After the first post on the general importance of programming in the earth sciences today I will start with this post to go into more detail of techniques. In general there are two simple paradigms, which help me through the most problems in programming and work in general: The first is KISS – Keep It Simple, Stupid (one of the many common extensions of this abbreviation). First roots of this principle can be found in design, but it can be applied within many different sorts of applications. To keep things simple helps a lot within programming, since at one point everybody has to revisit their own code after some sort of break. A quick understanding of it is essential to enhance its functionality, reuse debugged snippets or finding errors. Using simple solutions also helps to interact with co-workers and others. Especially when scientists have to expect to interact with other disciplines, simple ways are often the only way forward.
The second principle is IPO – Input, Processing, Output. Every programming code can be divided into these three steps and being aware of it during the code writing helps considerably to fulfil the KISS principle. A basic aim is to separate these three steps from each other within the code and within the documentation. By this it can be possible to change any of these steps without changing the other bits.
A basic application of both principles is modularisation. It bases on the division of a large problem into many different smaller ones. Each of these modules should have specific roles, which ideally is included to the documentation of the code. Furthermore, it should have an input, a processing and an output part and all should be clear before the actual coding takes place. Reason for the latter is the interface problem. Each module interacts somehow with other modules and every module should be changeable without changing others. To achieve this, the interfaces between modules have to be defined before the modules are written themselves. So it is possible to think at first on the general picture, then how the problem can be divided, afterwards how these pieces interact and at the end how these interactions get in and out of these pieces. Only then the actual solving of the problem starts within these pieces.
Such a way of software design is called “top-down- approach” and helps a lot when you know what you want. Up to this point you usually work “bottom-up”, test things out and learn to understand the nature of the problem. The critical question is when you are able to change the viewpoint.
Modules are intrinsically supported in most programming languages. Either they are named as such or they can be easily designed with functions or procedures. Of cause there are programming paradigms, who put the things to the extremes and make the most of modularisation (i. e. object orientation). In my general work I stay short of these last steps and work on a level which can be described as functional programming. There are many reasons for this, for example the problematic implementation in Fortran and other programming languages. But also that the efforts rises enormously, when OO is applied to simple problems. Nevertheless, I think it is for scientists, who have programming as a large part of their work, should themselves make familiar to the general principles of OO. Even when they are not fully applied in the daily work, they help to organise it.

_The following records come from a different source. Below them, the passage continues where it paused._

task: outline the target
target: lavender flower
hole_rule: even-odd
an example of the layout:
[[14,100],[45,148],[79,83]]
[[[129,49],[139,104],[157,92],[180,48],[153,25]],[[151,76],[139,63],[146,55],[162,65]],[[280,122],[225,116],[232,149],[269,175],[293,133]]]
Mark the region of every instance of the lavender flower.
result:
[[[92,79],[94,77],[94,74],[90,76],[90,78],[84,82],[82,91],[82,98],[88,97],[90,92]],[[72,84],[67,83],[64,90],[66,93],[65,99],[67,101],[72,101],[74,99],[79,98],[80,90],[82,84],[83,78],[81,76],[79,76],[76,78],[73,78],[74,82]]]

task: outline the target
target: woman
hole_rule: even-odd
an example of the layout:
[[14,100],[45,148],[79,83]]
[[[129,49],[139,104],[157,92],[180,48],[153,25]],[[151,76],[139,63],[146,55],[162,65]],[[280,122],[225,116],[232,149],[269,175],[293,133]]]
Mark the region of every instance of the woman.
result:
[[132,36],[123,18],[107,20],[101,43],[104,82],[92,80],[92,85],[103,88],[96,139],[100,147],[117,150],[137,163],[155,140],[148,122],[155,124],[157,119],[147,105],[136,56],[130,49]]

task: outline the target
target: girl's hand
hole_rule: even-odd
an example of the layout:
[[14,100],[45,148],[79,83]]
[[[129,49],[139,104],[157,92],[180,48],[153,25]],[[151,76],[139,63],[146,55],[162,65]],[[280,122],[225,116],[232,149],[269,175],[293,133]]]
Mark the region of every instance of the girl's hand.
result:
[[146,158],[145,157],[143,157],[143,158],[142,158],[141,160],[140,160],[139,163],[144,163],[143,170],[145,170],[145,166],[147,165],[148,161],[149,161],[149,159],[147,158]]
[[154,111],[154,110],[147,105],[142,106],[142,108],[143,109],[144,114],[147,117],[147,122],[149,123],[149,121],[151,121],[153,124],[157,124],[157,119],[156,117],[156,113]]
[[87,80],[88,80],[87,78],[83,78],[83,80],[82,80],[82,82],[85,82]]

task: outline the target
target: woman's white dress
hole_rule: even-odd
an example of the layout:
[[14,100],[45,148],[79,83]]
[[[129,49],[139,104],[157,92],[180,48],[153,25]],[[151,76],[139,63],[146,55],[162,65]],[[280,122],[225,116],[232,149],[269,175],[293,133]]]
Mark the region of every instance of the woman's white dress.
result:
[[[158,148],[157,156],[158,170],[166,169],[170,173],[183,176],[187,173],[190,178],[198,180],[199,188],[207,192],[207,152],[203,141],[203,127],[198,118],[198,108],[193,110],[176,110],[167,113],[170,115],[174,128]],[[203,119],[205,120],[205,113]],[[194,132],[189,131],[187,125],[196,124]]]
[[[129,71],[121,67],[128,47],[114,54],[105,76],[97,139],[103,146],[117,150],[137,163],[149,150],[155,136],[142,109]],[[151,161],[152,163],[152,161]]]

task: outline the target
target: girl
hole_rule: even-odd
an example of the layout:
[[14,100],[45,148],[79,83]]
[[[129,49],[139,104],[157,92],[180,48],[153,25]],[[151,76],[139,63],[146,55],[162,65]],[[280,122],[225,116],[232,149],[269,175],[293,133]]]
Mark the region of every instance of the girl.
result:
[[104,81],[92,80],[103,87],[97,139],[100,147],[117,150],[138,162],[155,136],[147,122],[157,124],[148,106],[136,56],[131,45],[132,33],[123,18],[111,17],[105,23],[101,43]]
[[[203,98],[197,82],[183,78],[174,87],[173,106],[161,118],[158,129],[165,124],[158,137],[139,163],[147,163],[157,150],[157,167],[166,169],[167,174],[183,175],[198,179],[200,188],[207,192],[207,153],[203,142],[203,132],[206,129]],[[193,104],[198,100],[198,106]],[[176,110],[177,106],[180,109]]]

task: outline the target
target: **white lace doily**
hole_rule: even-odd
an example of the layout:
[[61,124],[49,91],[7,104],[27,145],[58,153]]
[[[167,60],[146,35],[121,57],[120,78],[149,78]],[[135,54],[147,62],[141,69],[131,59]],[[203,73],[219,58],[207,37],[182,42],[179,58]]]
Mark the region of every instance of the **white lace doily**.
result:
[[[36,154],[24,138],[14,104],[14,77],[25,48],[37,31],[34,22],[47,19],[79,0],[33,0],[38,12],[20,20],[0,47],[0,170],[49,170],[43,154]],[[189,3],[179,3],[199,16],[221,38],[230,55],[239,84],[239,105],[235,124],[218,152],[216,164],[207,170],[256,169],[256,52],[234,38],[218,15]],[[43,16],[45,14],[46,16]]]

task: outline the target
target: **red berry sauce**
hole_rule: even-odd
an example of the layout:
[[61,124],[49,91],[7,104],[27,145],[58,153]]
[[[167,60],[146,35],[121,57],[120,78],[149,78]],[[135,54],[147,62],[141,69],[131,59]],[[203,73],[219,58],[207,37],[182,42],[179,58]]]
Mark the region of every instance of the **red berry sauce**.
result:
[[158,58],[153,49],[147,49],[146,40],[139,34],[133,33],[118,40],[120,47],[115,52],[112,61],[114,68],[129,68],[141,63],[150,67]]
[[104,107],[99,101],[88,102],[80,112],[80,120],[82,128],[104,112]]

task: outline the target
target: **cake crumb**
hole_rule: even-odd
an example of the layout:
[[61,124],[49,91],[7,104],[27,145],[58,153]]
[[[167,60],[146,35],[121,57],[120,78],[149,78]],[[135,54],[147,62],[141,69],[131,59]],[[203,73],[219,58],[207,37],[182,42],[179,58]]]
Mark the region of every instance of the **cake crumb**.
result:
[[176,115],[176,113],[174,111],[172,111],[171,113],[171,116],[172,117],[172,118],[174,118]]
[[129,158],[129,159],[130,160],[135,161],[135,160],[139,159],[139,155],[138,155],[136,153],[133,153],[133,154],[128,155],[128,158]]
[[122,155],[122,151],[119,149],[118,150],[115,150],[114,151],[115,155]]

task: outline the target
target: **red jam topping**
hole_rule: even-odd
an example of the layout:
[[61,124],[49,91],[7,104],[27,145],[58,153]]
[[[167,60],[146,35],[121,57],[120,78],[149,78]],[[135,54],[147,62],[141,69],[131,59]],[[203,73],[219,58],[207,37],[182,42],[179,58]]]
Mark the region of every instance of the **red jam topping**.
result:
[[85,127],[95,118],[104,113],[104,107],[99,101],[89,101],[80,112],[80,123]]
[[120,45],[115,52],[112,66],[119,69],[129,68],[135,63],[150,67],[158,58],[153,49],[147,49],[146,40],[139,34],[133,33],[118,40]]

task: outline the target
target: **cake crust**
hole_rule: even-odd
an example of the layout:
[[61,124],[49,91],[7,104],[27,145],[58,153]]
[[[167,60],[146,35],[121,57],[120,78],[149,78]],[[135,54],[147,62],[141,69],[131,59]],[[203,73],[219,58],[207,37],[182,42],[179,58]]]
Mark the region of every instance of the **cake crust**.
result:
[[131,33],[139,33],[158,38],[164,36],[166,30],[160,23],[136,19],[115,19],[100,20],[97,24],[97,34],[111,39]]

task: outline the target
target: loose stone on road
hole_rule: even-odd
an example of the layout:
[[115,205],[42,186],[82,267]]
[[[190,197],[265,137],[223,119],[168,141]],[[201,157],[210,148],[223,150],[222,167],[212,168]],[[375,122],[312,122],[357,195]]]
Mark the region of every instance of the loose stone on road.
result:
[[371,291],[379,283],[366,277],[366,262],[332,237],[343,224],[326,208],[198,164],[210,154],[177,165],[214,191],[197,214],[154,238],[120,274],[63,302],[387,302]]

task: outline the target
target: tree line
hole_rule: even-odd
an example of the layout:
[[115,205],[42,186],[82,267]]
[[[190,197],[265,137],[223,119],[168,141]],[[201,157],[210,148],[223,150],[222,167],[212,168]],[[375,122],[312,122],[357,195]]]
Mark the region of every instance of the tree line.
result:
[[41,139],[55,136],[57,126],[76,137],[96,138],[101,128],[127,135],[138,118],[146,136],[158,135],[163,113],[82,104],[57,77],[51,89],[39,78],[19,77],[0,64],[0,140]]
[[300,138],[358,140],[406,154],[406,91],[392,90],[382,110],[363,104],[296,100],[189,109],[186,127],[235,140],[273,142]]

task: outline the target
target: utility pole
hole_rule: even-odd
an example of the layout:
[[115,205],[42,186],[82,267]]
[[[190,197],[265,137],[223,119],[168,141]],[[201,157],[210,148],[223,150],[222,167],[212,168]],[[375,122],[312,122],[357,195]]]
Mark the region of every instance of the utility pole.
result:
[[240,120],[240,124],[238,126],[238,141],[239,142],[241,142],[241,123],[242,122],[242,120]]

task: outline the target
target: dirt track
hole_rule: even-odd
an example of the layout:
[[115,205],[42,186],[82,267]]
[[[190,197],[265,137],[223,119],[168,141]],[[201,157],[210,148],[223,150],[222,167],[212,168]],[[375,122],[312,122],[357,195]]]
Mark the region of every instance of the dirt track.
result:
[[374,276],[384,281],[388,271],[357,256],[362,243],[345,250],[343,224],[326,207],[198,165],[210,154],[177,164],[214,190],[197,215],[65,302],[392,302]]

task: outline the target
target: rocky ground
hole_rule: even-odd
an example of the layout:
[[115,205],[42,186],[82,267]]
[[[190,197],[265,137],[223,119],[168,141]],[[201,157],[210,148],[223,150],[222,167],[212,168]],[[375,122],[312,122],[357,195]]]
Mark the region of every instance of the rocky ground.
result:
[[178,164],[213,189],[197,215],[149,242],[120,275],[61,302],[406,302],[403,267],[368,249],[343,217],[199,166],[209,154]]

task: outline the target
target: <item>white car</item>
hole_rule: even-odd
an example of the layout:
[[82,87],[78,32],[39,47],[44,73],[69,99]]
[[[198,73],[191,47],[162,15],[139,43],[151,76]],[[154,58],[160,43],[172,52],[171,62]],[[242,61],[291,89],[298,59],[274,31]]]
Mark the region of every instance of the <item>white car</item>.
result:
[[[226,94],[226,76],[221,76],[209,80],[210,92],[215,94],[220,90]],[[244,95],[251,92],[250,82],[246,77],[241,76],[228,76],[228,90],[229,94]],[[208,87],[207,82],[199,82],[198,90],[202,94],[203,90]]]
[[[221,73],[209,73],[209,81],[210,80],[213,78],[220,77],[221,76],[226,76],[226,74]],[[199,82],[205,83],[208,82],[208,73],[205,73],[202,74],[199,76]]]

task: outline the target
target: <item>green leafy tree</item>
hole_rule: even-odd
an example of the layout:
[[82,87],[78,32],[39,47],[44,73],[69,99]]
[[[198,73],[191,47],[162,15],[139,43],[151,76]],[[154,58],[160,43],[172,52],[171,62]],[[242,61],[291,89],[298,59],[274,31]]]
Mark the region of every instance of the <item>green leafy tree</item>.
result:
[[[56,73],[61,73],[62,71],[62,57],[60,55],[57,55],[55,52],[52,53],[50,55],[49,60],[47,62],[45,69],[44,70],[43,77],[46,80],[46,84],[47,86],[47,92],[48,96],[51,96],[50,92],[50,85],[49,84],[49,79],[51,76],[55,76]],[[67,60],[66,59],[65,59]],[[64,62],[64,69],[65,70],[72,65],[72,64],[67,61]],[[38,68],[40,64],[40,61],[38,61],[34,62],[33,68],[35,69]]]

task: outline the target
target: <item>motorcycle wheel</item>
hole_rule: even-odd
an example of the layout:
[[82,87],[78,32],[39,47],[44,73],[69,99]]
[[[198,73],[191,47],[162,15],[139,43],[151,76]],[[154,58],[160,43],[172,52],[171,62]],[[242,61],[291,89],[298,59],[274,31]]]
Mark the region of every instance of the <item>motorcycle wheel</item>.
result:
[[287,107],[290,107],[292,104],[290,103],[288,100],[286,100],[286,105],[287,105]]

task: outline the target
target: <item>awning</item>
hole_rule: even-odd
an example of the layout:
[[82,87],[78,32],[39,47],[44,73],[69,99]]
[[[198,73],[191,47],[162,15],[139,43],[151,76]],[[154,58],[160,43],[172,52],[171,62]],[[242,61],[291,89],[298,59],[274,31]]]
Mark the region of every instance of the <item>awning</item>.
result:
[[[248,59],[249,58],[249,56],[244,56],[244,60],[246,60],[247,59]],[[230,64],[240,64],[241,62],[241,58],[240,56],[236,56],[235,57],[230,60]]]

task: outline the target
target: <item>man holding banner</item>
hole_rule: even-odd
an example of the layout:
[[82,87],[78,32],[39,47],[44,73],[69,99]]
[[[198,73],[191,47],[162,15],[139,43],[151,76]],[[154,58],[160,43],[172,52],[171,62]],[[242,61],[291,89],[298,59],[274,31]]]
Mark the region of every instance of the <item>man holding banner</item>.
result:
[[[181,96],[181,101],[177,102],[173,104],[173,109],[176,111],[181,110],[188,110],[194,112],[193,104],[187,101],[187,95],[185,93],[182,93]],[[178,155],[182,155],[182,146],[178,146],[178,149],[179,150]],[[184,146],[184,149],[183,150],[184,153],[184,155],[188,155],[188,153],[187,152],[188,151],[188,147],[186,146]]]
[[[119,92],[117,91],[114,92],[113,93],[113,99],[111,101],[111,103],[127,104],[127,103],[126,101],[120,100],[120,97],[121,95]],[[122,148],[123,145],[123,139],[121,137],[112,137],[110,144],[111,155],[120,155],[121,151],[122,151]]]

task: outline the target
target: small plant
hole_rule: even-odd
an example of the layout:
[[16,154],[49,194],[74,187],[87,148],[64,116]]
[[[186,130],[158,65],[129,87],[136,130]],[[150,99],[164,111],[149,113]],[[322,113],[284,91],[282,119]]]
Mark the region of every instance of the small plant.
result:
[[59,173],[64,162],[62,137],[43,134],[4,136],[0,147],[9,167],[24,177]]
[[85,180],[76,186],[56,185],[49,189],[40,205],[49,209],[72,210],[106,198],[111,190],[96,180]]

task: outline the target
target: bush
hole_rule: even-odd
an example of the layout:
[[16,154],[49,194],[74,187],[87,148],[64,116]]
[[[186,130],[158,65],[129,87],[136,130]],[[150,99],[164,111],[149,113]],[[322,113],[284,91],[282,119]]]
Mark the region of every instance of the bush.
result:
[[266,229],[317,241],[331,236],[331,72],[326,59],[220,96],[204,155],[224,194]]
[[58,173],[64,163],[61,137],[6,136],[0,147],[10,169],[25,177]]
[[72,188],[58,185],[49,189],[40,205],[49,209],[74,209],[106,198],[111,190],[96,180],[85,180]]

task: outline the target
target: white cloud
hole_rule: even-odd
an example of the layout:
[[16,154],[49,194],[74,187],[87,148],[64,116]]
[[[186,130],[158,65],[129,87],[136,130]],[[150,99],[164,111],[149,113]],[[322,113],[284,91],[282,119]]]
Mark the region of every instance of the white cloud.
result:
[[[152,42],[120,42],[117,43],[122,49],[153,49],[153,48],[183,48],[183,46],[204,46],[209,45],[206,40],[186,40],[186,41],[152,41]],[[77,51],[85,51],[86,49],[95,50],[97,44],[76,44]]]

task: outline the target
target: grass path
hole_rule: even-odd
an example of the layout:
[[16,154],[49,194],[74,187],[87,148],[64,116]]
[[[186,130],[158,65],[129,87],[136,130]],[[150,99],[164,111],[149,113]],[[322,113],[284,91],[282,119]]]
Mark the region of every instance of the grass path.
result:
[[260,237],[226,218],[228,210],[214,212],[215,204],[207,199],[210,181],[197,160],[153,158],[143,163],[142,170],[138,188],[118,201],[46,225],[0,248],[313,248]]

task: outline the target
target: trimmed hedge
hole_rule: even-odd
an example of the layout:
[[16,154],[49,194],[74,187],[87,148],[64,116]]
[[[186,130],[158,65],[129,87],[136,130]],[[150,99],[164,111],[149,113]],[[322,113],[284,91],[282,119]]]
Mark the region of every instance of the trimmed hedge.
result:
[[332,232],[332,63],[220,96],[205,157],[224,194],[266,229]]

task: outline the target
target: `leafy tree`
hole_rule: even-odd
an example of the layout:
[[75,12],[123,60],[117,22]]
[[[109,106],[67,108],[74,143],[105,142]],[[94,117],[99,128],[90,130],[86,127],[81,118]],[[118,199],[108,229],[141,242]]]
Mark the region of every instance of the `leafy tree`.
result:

Advantages of modularisation where already named in the explanation of the principles section, but are really observable in larger projects. When the work is distributed among several participants it is helpful that they just have to agree on the interfaces and the actual problem solving is an individual task. Other advantages can be found in a simple documentation and a simpler way to debugging. On such topics I will certainly come back in the future, so I keep them short in this post.
To show an example of a typical modularisation I like to show a figure from my diploma thesis. The problem therein was to create an effective two-dimensional energy balance climate model. It was designed to make simple clime calculations on larger time scales and the module plan can be seen below.
The main component is a loop, which starts after the initialisation and input procedures and is controlled by a moderator function. This function makes the calls of the other modules within the loop and decides when the analysis is finished. After each run information is written out and also at the end of the analysis the results are collected and written to the storage. One module at the top left named core is a typical variable container. What is behind this will be explained in a later post. All in all this scheme worked rather well and allowed by reorganisation (or simple rewriting the moderator function) to apply this module to different sets of problems.
Like I already have written at the top of this post modularisation is also helpful in other parts of the daily work. Small problems are easier to solve than large bits and a structurised work plan helps to get more efficient results. Some of the techniques I use for this I will discuss here in the future and it will be obvious that programming is more within my work as just to get the work done.